Zakia Zaki, a journalist who ran the private broadcaster Peace Radio, was killed in Parwan province, north of Kabul in 2007. In an interview with Azadi correspondent Ahmad Hanaysh, her daughter said Zaki constantly received warnings related to her work from “local powerful men.”
In an interview with Radio Azadi in 2010, Nelufar, a former journalist with Afghanistan’s State TV in the country’s western Heart province, spoke with Radio Azadi’s Freshta Jalaizai about the threats that ultimately forced her to flee the country and take refuge in France.
“Constantly I received warnings from local warlords, but they didn’t bother me until I was attacked. I wouldn’t have been alive if locals hadn’t rushed my body to the local hospital,” Nelufar said. “I worked with a local media organization and studied journalism at the same time. But in only one year, I was attacked twice. [The warlords] don’t want Afghanistan and its people live in freedom and peace.”
Despite such challenges, the number of women in Afghanistan’s media sector has been increasing since the fall of the Taliban regime, and the concurrent rise of independent media in the country has afforded them new opportunities to work.

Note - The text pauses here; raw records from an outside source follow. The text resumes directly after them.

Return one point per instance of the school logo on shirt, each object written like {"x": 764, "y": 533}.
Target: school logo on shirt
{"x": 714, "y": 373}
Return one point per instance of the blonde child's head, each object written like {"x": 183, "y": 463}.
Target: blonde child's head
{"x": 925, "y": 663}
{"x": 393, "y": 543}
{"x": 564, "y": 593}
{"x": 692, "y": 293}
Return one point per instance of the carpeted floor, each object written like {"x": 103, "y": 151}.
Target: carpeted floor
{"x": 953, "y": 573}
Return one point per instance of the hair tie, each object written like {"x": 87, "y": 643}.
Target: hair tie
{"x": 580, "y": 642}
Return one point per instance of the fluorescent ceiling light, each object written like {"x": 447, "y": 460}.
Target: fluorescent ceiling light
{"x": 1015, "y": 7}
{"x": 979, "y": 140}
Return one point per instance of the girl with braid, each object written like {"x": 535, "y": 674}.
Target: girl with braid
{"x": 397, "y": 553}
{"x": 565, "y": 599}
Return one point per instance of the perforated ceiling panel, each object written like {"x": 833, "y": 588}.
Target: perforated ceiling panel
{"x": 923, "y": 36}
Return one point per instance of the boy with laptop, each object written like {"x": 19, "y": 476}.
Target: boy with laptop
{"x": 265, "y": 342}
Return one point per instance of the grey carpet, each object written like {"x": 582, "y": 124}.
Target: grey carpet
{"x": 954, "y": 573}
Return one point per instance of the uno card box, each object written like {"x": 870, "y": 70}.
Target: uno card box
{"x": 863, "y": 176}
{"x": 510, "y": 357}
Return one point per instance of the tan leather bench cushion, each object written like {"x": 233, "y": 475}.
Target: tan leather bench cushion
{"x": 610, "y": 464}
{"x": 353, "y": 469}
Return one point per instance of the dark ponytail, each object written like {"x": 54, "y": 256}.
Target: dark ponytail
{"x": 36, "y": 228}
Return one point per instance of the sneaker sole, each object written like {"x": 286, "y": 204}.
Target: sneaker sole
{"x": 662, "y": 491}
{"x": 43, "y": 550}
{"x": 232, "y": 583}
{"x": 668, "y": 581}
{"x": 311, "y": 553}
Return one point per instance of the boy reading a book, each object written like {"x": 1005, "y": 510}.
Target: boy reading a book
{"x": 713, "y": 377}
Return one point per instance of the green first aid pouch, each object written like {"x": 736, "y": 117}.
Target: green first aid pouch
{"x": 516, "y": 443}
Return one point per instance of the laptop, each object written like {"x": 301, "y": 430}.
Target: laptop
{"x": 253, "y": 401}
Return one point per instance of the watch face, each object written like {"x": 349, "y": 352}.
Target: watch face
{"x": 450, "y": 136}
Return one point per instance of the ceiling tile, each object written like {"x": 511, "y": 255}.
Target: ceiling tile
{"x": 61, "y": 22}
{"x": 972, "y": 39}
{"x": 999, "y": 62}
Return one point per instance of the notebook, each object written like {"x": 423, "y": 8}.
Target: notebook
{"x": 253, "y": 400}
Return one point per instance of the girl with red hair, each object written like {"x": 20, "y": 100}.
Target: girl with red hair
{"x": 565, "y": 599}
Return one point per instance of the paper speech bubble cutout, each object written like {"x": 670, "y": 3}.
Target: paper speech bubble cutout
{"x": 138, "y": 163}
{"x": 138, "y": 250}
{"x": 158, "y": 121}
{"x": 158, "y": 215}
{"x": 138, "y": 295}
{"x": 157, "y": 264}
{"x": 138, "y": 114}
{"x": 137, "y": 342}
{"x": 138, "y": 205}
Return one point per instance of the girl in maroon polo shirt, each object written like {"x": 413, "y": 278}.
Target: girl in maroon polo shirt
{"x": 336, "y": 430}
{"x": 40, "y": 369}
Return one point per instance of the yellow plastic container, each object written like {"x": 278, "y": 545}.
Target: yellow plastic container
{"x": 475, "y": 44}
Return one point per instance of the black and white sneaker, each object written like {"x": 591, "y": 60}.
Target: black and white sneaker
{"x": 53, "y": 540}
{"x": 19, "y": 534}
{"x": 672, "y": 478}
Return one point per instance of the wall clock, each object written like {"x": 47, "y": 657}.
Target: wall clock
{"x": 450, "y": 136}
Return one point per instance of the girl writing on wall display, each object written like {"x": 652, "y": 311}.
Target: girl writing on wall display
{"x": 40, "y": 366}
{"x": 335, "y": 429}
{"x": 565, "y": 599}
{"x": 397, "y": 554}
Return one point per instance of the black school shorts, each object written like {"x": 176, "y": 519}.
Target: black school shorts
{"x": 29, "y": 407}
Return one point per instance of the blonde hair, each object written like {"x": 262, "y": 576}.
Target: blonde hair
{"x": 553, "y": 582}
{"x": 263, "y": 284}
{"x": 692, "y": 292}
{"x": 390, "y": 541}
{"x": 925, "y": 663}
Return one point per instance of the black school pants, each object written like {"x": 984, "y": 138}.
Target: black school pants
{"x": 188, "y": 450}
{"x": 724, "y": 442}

According to the Afghan Ministry of Information and Culture, women comprise approximately 1,500 of the more than 10,000 journalists, reporters, and other personnel working for the media. Afghanistan currently boasts around 75 independent television channels, 200 radio stations, and hundreds of newspapers and magazines.
Several Afghan women journalists have received international awards in recognition of their courage. Najiba Ayubi and Farida Nekzad won the International Women’s Media Foundation “Courage in Journalism Award,” in 2013 and 2009 respectively.
Gulmeena Yosufzai, a young poet and writer who currently has a fellowship with Radio Azadi in Kabul, reflected on her choice to pursue journalism in an interview with RFE/RL.
“We have left behind a never ending period of oppression, extremism, and violence and arrived at the point where one says, enough is enough,” Said Yosufzai.